Cardiac magnetic resonance (CMR) has demonstrated promising value for disease detection, following disease progression or monitoring response to therapy in patients with CA. However, Nitsche et al. confirmed the formerly reported low sensitivity of distinctive LGE patterns. In this study, CMR was diagnostic in only 25% of CA-AS patients
[28]. Given the high cost, the availability of CMR and available findings, CMR does not seem a suitable screening tool in patients referring for TAVR.

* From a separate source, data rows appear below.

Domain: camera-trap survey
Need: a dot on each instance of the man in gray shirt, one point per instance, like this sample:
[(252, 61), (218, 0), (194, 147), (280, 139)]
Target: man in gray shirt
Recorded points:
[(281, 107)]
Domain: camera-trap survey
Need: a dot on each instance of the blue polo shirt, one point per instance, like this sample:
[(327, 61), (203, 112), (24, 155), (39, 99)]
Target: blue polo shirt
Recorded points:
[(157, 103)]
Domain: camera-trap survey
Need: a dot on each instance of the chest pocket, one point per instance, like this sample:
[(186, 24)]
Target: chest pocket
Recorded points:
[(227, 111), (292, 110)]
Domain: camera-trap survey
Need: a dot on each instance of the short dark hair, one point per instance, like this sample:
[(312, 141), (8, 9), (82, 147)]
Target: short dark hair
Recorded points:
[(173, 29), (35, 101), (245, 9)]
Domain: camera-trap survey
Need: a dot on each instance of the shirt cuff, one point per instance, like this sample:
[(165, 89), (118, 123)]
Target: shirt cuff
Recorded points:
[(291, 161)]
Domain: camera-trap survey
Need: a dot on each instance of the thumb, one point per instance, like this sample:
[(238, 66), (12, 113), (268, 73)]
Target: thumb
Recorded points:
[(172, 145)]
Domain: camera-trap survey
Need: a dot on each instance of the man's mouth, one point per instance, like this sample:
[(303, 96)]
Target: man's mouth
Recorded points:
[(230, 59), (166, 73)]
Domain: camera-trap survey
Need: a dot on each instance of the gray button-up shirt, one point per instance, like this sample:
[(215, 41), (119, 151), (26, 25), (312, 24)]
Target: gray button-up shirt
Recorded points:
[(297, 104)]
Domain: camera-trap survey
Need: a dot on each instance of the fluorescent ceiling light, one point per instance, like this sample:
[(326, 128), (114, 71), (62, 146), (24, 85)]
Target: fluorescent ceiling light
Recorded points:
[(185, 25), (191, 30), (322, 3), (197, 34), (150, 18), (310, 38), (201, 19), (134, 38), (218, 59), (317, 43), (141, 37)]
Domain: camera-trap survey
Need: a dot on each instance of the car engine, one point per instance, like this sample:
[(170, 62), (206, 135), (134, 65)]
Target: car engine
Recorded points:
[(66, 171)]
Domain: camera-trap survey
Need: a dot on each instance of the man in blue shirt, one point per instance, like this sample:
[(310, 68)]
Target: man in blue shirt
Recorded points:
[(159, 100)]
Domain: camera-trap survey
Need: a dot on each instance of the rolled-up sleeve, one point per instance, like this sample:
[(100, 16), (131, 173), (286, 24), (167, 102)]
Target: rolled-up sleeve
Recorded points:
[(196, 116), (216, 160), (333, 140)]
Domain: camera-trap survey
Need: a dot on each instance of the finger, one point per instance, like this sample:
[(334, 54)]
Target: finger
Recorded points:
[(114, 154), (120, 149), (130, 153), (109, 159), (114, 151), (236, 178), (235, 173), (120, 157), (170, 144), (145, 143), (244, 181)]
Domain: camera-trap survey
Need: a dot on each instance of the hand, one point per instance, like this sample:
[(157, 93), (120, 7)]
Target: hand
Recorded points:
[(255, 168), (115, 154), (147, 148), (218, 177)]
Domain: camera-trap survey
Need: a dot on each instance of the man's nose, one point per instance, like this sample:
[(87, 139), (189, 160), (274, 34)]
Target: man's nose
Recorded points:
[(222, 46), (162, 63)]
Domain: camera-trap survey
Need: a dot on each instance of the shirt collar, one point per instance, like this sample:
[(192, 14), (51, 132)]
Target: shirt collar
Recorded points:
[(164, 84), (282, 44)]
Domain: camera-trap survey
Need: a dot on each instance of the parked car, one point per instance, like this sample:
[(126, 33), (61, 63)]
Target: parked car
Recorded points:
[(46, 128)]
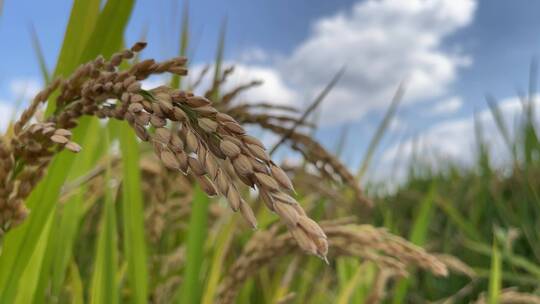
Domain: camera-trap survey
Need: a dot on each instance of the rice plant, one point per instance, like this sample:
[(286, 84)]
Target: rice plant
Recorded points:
[(111, 193)]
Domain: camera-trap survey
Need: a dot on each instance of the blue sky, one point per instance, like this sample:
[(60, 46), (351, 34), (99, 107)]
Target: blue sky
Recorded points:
[(452, 52)]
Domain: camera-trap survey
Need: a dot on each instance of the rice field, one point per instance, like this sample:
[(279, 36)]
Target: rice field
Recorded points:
[(111, 193)]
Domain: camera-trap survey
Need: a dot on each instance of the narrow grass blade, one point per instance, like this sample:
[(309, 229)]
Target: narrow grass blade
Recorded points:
[(310, 109), (417, 236), (132, 214), (29, 279), (221, 247), (495, 276), (190, 291), (184, 41), (104, 287), (219, 61), (501, 125), (75, 283)]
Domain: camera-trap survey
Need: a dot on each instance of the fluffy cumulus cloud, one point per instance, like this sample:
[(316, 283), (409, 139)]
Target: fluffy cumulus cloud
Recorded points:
[(273, 90), (381, 43), (447, 106), (456, 139)]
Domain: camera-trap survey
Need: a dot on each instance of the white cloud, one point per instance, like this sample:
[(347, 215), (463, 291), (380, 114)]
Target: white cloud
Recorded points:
[(447, 106), (25, 88), (456, 139), (273, 90), (381, 43), (253, 55)]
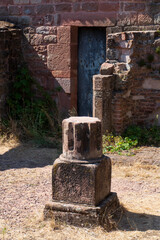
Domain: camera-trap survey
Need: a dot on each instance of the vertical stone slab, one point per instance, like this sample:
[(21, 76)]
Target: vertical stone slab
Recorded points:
[(81, 176)]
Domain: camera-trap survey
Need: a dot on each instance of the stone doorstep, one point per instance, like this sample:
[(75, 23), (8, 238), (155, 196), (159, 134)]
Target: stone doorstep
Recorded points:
[(81, 214)]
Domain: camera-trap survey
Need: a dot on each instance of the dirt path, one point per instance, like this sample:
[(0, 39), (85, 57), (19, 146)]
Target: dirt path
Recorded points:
[(25, 187)]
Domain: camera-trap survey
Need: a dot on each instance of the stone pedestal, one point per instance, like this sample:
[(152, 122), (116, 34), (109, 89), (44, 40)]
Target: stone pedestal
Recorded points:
[(81, 176)]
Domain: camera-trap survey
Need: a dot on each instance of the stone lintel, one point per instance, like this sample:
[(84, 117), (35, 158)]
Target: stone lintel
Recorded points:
[(82, 215)]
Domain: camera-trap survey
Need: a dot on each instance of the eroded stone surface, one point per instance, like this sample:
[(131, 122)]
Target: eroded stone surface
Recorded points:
[(82, 138), (82, 182)]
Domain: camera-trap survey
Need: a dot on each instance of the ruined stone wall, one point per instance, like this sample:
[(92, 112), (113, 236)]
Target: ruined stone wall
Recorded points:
[(135, 79), (10, 53), (50, 34)]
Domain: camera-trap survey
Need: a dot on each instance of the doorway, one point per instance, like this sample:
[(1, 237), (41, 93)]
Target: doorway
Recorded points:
[(91, 54)]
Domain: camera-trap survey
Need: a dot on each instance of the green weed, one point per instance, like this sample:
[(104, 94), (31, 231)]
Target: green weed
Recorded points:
[(31, 109), (132, 137)]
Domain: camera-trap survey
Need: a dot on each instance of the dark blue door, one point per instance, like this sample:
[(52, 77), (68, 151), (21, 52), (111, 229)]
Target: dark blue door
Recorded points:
[(91, 54)]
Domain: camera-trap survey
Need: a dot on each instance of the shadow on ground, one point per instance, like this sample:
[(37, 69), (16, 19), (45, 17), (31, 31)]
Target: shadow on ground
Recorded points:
[(130, 221), (27, 157)]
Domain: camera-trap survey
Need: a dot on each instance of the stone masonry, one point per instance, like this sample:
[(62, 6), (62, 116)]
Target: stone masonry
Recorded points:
[(50, 42), (131, 81), (81, 176)]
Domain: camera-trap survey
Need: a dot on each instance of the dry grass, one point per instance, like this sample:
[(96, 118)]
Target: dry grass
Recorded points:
[(25, 190)]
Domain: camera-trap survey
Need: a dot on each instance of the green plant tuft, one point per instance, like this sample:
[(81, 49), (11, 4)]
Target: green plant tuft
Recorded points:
[(32, 108), (132, 137)]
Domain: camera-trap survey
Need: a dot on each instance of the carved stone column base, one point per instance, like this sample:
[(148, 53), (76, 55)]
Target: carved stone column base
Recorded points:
[(82, 214)]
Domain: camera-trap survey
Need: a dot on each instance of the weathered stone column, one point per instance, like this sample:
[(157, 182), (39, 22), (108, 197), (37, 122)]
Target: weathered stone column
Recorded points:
[(81, 177)]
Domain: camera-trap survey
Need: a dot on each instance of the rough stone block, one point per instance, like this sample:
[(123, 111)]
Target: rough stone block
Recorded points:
[(83, 182), (83, 215), (82, 138)]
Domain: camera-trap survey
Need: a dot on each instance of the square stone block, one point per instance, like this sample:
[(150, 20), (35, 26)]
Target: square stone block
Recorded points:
[(82, 182), (83, 215)]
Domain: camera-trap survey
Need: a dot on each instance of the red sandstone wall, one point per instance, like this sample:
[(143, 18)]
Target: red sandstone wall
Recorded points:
[(50, 48), (68, 12)]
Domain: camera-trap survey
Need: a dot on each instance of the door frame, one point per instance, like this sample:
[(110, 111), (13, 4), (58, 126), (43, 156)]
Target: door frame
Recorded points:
[(74, 63)]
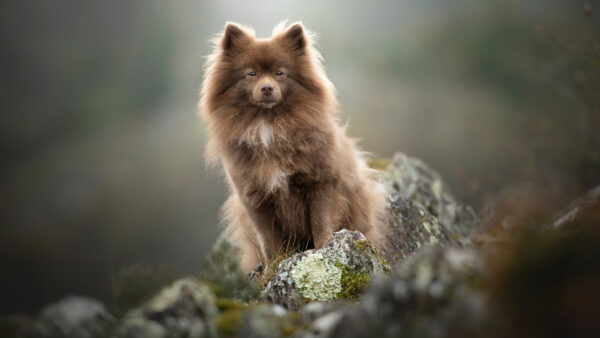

5. Prognosis and Management
Combination of AS with CA is prognostically important. Currently, only few studies have investigated the outcome of AS-CA patients and have shown worse prognosis. Treibel and colleagues have followed 146 patients with severe AS who underwent surgical AVR for a median of 2.3 years. Of all variables assessed, the presence of ATTR-CA had the highest hazard ratio for all-cause mortality
[20]. Similarly, in another group of older AS patients, CA was associated with significantly increased 1-year all-cause mortality, independently of aortic valve disease treatment. Even after adjustment for other variables including aortic valve replacement (i.e., Surgical Thoracic Society Predicted Risk of Mortality, LV ejection fraction with CMR and NYHA functional class), the presence of CA in elderly AS patients was associated with increased all-cause mortality
[32]. Nevertheless, Sperry et al. found no significant difference in the 2-year mortality rate between ATTR-CA patients with and without AS
[35]. Given these contrasting results, further studies are necessary to evaluate how much ATTR-CA affects outcomes, in order to choose the best therapeutic approach, especially in the TAVR era. To date, there are no recommended guidelines and no expert consensus that point out the best management of CA in patients with AS
[36].
6. Conclusion
The combination of AS and CA, especially ATTR, is an important clinical problem. Its already high prevalence is destined to grow because of the aging population. However, current literature shows that CA is often underdiagnosed in old adults, resulting in underestimation of the AS-CA combination. Based on the available uncertainty of the clinical outcome of combined AS and CA, prospective multicenter studies in large cohorts are necessary to suggest an optimum road map for managing such patients.